The Corner

The Last of the Caucasians?

Mark (Steyn) — I may be more in your camp than I was when I was pulling demography duty for Ben Wattenberg (he and Pat Buchanan would butt heads on these issues with some regularity), but I can’t quite fully buy into the gloominess of Buchanan’s analysis. Yes, dropping fertility rates in the advanced and white nations (not synonymous terms, despite what Buchanan sometimes suggests) are worrisome particularly given the fecundity of certain problematic regions. But are Caucasians really going the way of the Mohicans?

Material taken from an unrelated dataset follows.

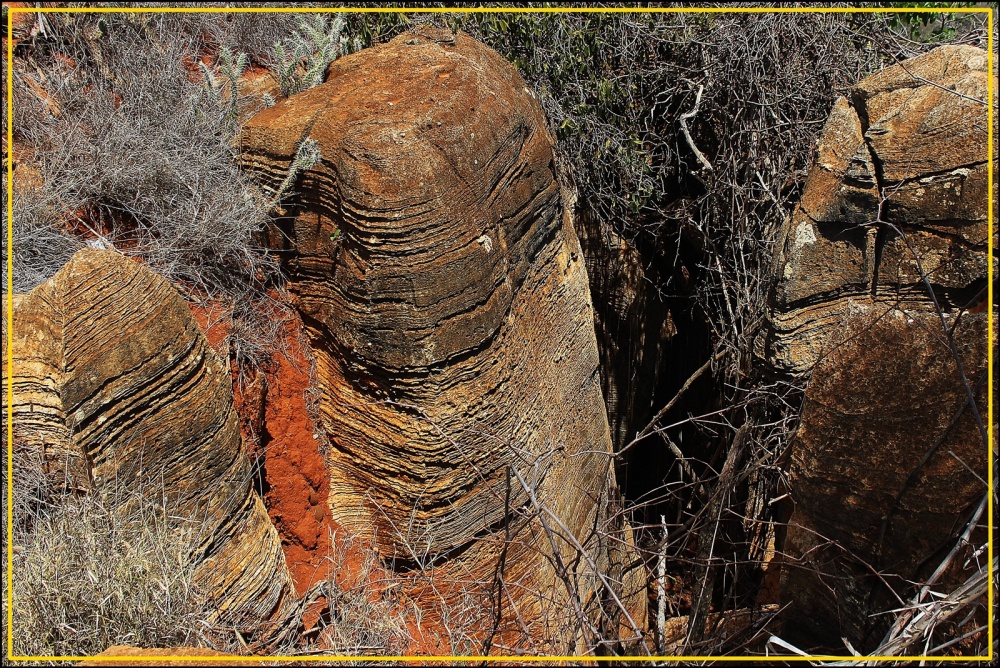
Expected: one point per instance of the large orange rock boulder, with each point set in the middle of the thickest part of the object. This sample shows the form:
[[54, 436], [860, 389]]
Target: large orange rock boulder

It’s been a long time since I read The Last of the Mohicans, but I don’t recall the tribe dying out because of its wealth and success. Fertility rates in the West, as you know, go down with rising prosperity and consumer choice which, again, I’m pretty sure wasn’t the cause of the Mohicans’ undoing.

I would have let the line be, except Buchanan pushes it even further, writing:

By 2050, a fourth of all the people of Eastern Europe will have vanished. Ukraine will lose one-third of its population. Russia, 150 million at the breakup of the Soviet Union, 142 million today, will be down to 108 million. Such losses dwarf what Hitler and Stalin together did to these countries…

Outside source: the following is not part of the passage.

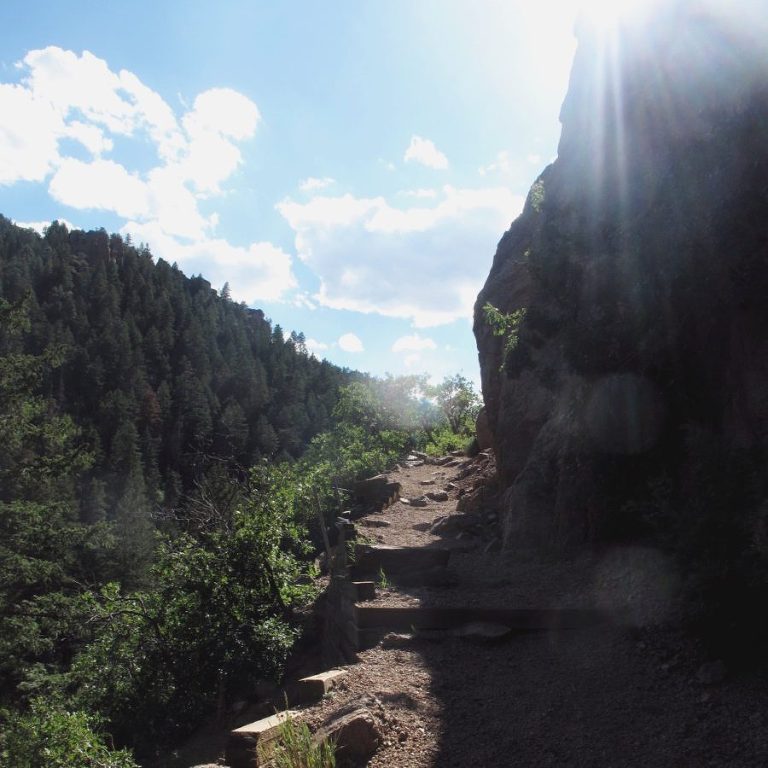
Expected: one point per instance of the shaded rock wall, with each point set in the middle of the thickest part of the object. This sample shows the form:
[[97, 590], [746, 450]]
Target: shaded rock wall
[[641, 258]]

Now you can make the case that the victims of Stalin and Hitler went the way of the Mohicans, or at least that was the intent behind the slaughter. But how can you compare that to children never born? And I’m not talking about the unborn in the pro-life sense, I’m talking about humans never conceived. There is an enormous category error at work in such comparisons, not merely logically, but morally. Rounding up and murdering people is not the same thing as deviations in projected fertility rates. One is industrialized genocide, the other is a stream of numbers churned out of a calculator.

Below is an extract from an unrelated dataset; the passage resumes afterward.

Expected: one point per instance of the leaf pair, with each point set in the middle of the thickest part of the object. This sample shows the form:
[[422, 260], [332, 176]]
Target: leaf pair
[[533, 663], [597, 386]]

There are other problems with this approach as well. While I agree with you on some of the immigration questions, particularly as they relate to Europe, I don’t think Buchanan is entirely right (he’s not entirely wrong, either) when he suggests that a shrinking proportion of population means losing control of your destiny. Indeed, controlling your destiny (assuming you have the political will to do so) is more possible today than it was when comparatively tiny British isles dictated not only their own destiny but the destiny of much of the globe.